Even before the first B-29 of the 58th Bomb Wing took the road to India and beyond, China, the US staff plans to open a second front on the territory Japanese himself. For these purposes, a decision was made to conquer the Mariana Islands as early as March 1944 and to make its main islands, Saipan, Tinian and Guam, the bases of the XXI Bomber Command which officially saw the light of day on March 1, 1944. strategists mind, the latter must be the jaw "south" of the pincer (the XX Bomber Command is the jaw "north") thanks to which the allied camp hopes to see the 20th Air Force crush Japan as literally as figuratively ...
Everything is written in this introduction to the next issue of Air Battles. At the risk of repeating ourselves, this is the very first time that this subject is approached in French in such a detailed way! The author, Bernard Baéza, did not just browse the American archives, he also "plunged" into Japanese documents. This produces a very balanced and hyper-detailed account of this part of the Pacific War. We will see that the main enemy of the B-29 was not really the Japanese hunt but ... the weather!
But Bernard Baéza is not unknown to our readers since he has already written articles for Airplanes on the Japanese fighter (Navy and Army) as well as two books that are undoubtedly authoritative on Guadalcanal and another one on airplanes Imperial Army.

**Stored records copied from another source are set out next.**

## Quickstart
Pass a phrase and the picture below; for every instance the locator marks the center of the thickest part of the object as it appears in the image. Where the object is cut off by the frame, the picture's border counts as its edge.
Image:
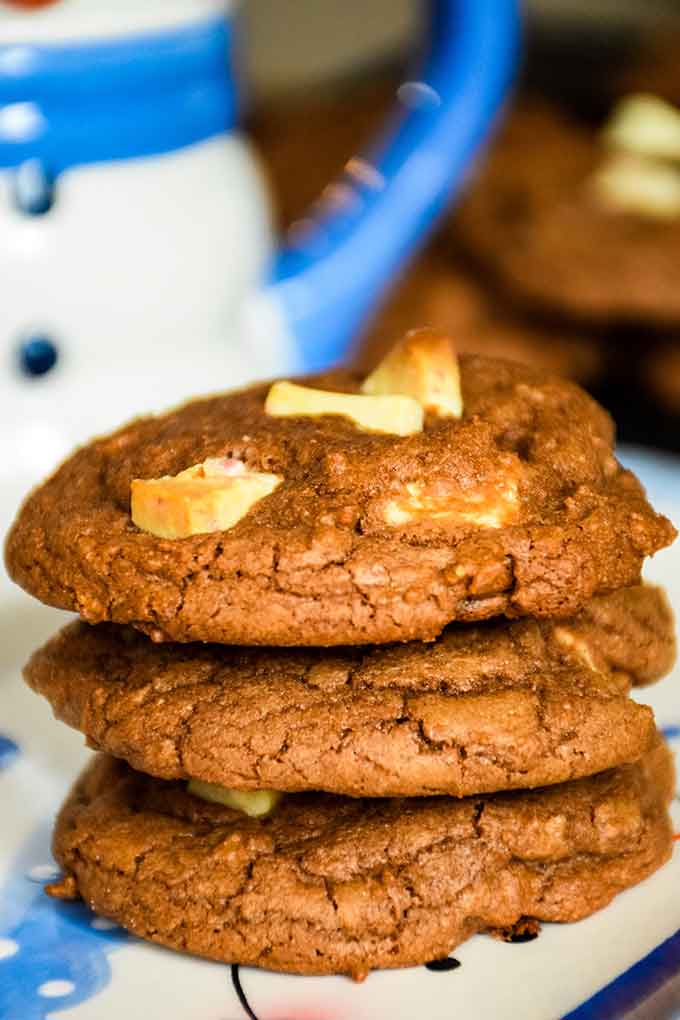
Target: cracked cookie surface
(493, 706)
(547, 518)
(331, 884)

NEWSPAPER. Air Battles n ° 091 “B-29 on Japan 3rd part: the beginnings of the XXI Bomber Command in the Marianas” by Bernard Baëza 3rd volume devoted to the battles of B-29 over Japan, this time Bernard Baëza takes us to the Marianas, new base of B-29 sent to Japan. As in the previous episodes, the “myth” B-29 is a bit broken, especially in front of the jet stream… which results, again (see 1st volume) in many meetings without result (objectives missed on the USAAF side and not means of initiating combat on the Japanese side). The author was able to find memories on both sides which allows him to reconstruct the (rare) fights with as much detail as possible (remarkable pages). But the most striking thing is that many B-29s appear to have more disappearance losses over the Pacific. Sporadic attacks by Japanese on aerodromes in the Marianas are mentioned, as are boarding attempts attempted with varying degrees of success by Japanese forces. A work pleasant to read because of its lack of bias: American and Japanese are shown to be at least as opposed to the elements as to each other with their internal problems (especially on the American side moreover) and their frustrations ( two sides). For the iconography, we will find: 53 photos of US planes (mainly B-29 of course!) 32 photos of Japanese planes (Ki-45, J1N1-S, J2M) 37 pilot photos · 17 color profiles, generally accompanied by convincing photos. Conclusion: not to be missed ... especially as as reported by the editor, the Pacific War and more specifically the operations of the B-29s are little covered by the French edition.